I'm not sure what Ross is referring to when he says the extra man. It seems like the extra hat is the hat of the man who chose first. If someone could please clarify how Ross obtained this last equation, I would be grateful. Thanks.

Suppose there are four men $A,B,C,D$ with their hats $a,b,c,d$.
The first part considered two cases: $A$ chooses $a$ or else.

When $A$ chooses $a$, $p(E|M)=0$.
So $P_n = p(E|M^c)p(M^c) = p(E|M^c)\frac{n-1}{n}$.

For the second part, we are concerning only the case when $A$ has not chosen hat $a$. Suppose $A$ has chosen $b$, then there are three men and three hats remaining, namely $B,C,D$ and $a,c,d$.
Since there are only two matching pairs left ($C,c$ and $D,d$), so I guess the extra man refers to $B$ and the extra hat refers to $a$.

The second case is straight forward, if

the extra man does select the extra hat


that is, $B$ selects $a$ (which is of probability $\frac{1}{n-1}$), then there are $n-2$ matching pairs left ($C,c$ and $D,d$ in this case). So the probability of this case is $\frac{1}{n-1}P_{n-2}$.

If

the extra man does not select the extra hat


that is, $B$ does not select $a$ (which is of probability $\frac{n-2}{n-1}$), considering

regarding the extra hat as “belonging” to the extra man


the probability of this case is $p(\hat{E}|M^c)\frac{n-2}{n-1}=P_{n-1}$.

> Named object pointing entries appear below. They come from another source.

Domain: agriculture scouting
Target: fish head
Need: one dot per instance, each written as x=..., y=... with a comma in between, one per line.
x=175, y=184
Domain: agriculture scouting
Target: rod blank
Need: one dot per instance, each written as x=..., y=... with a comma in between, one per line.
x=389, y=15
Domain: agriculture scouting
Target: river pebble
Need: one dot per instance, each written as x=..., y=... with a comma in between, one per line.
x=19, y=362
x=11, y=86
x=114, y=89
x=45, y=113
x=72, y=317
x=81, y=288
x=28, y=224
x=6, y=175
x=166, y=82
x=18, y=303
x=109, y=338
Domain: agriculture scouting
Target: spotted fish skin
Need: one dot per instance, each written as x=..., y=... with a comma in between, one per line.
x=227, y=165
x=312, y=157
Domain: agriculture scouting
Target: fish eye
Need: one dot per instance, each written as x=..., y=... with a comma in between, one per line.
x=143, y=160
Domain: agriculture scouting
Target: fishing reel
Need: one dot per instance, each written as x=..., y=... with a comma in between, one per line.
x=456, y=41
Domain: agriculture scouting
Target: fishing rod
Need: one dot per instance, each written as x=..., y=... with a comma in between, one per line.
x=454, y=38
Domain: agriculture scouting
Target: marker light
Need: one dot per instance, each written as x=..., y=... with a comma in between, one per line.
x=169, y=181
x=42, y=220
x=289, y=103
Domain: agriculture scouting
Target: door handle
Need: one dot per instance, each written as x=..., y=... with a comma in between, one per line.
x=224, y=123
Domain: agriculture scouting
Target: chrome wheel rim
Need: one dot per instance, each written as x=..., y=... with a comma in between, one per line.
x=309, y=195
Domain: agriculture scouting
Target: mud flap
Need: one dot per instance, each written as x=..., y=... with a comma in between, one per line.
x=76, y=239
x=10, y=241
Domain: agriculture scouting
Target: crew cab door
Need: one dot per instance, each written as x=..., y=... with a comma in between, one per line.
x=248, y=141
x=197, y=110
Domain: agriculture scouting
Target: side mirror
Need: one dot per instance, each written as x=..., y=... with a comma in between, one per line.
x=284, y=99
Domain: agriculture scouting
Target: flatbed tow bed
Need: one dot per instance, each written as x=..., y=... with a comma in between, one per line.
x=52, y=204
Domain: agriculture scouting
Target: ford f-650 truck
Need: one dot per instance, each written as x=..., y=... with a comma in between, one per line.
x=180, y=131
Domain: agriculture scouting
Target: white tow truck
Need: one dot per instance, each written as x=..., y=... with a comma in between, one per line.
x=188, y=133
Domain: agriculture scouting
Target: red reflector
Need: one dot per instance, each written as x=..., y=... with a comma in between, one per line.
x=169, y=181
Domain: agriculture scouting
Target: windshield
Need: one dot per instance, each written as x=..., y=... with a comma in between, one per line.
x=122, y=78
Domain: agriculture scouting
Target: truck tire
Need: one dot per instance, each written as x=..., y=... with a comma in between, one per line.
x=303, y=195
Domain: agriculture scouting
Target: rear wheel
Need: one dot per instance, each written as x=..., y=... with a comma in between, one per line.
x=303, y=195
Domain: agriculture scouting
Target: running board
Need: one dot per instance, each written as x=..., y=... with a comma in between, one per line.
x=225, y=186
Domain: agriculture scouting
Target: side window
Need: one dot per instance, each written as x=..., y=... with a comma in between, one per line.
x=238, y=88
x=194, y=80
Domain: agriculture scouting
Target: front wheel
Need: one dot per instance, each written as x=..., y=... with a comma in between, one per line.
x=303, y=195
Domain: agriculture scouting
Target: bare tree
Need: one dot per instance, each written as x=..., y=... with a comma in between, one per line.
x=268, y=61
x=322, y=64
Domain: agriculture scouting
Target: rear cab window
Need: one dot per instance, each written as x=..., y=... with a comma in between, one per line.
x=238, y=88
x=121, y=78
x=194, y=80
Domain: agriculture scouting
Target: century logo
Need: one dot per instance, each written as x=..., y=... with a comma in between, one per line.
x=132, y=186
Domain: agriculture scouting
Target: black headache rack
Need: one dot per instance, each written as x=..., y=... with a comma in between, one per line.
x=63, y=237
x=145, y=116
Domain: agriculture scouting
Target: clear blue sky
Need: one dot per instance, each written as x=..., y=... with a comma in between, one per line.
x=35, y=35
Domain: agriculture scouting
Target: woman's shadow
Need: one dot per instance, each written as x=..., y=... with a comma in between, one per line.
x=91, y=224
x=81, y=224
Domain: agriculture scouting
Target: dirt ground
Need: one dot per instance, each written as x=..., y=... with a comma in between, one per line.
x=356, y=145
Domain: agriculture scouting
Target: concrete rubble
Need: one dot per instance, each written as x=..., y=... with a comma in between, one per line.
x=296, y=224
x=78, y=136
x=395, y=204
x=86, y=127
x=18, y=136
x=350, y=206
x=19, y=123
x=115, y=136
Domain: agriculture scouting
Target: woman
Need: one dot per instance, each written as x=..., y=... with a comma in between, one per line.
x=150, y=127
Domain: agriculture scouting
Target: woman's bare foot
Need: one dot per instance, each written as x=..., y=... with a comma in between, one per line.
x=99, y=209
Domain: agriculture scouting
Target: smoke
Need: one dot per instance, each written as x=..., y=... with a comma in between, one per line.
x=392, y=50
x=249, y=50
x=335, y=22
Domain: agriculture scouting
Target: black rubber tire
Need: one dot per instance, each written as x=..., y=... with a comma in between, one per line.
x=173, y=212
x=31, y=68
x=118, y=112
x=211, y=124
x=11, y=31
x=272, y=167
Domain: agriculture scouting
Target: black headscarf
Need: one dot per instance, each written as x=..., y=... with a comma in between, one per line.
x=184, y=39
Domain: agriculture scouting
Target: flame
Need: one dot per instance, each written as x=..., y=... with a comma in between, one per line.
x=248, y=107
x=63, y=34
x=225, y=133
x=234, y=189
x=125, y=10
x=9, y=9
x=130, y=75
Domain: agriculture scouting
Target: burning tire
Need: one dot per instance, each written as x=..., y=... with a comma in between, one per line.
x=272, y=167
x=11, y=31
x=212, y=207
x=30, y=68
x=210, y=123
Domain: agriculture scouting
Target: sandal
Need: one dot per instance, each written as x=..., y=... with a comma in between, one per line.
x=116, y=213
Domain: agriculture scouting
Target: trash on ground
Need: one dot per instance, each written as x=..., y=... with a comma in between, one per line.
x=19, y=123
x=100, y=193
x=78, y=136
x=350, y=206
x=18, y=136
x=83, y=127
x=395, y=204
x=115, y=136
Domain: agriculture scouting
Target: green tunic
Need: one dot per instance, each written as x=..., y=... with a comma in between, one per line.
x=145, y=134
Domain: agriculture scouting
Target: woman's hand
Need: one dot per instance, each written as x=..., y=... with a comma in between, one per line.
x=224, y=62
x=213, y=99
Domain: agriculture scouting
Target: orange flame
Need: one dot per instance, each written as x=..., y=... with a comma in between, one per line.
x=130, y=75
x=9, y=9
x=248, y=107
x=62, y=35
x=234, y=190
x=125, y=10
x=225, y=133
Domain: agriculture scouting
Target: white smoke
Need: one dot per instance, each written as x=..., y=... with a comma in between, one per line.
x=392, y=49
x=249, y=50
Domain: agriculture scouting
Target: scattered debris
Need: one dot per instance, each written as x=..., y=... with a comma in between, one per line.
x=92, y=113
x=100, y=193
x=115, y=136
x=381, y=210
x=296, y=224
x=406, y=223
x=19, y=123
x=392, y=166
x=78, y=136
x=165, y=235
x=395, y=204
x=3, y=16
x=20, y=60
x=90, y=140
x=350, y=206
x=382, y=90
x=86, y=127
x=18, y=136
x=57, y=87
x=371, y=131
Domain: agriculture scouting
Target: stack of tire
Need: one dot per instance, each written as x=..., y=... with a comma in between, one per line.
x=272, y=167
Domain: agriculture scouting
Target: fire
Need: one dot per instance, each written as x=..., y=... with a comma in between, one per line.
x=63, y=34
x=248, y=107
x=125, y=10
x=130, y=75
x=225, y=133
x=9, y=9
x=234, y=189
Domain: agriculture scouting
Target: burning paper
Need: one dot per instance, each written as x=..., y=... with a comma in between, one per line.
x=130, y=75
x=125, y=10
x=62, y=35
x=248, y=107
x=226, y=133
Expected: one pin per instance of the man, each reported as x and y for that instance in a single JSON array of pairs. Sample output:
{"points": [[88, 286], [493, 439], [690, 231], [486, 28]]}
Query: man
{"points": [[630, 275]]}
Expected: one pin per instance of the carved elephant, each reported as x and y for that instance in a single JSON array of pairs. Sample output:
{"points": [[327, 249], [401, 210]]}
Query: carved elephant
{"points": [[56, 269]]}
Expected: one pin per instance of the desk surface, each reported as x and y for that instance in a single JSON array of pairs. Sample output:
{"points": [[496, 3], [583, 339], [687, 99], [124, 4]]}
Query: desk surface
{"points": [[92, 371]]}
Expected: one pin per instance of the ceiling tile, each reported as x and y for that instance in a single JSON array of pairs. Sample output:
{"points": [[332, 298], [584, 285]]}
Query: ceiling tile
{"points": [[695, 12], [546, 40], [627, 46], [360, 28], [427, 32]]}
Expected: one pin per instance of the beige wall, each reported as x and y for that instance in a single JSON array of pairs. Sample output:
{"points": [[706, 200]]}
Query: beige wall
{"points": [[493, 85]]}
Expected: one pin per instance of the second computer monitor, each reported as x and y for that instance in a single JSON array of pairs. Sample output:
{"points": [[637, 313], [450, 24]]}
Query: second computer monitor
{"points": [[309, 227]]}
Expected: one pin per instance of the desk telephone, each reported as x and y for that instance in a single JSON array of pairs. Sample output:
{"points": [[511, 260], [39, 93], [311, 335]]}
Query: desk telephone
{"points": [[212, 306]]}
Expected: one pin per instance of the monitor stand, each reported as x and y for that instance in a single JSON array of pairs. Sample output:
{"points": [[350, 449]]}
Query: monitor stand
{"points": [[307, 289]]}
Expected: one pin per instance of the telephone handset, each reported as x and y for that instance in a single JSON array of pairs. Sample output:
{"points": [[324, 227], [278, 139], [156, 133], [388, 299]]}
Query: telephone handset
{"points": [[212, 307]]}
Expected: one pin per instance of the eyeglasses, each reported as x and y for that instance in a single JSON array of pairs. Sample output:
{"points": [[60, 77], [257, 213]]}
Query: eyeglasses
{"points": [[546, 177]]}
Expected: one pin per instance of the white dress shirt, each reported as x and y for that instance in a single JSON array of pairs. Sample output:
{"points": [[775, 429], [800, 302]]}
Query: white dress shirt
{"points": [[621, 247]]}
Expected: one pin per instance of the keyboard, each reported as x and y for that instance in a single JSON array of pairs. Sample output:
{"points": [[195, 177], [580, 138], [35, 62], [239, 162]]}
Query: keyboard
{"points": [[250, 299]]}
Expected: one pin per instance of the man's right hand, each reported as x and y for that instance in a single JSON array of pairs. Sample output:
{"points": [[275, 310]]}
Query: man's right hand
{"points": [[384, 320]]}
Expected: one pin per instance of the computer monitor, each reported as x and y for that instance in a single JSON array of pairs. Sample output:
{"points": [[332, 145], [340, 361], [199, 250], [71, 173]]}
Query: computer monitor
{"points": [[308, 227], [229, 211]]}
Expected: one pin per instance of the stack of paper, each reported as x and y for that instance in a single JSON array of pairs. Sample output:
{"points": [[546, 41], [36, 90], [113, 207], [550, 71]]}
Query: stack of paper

Therefore we have $p(E|M^c)=P_{n-1}+\frac{1}{n-1}P_{n-2}$.

A permutation with no matches is also known as a derangement.

Simply put, whenever Ross uses the term "extra," he is referring to either a man or a hat that has not yet been paired up, but any pairing that remains possible is guaranteed to not result in that man receiving his own hat.

So, up to the first part that you say you understand, if the first man does not choose his own hat, then he has chosen someone else's hat. In that case, his own hat remains among the $n-1$ left over hats, and his hat is "extra"--no matter who chooses it, it will not result in a pairing of a hat and its owner, because its owner already chose a different hat.

Similarly, after the first man's choice of a hat that is not his, there must be an "extra" man, who, for any remaining hat that he receives, is guaranteed to not receive his own. Who is this man? He is the man whose hat the first man received.

I am only explaining the second part which is not clear from other answers.Hope this is clear.

Extra is referred to man or hat whose pair is not present in the selection, once first man has made the selection. This leads to two cases :-

1. Extra man doesn't choose the extra hat- Here he is having same choices compared other men where he can't choose this extra hat and for other men, they can't choose their own hat which is leading to similar situation having n-1 men having no man can choose their hat.

2. Extra man does choose the extra hat - Probability of choosing the extra hat is 1/(n-1) for extra man and having done that we are now left with n-2 men leading to similar situation having n-2 men situation.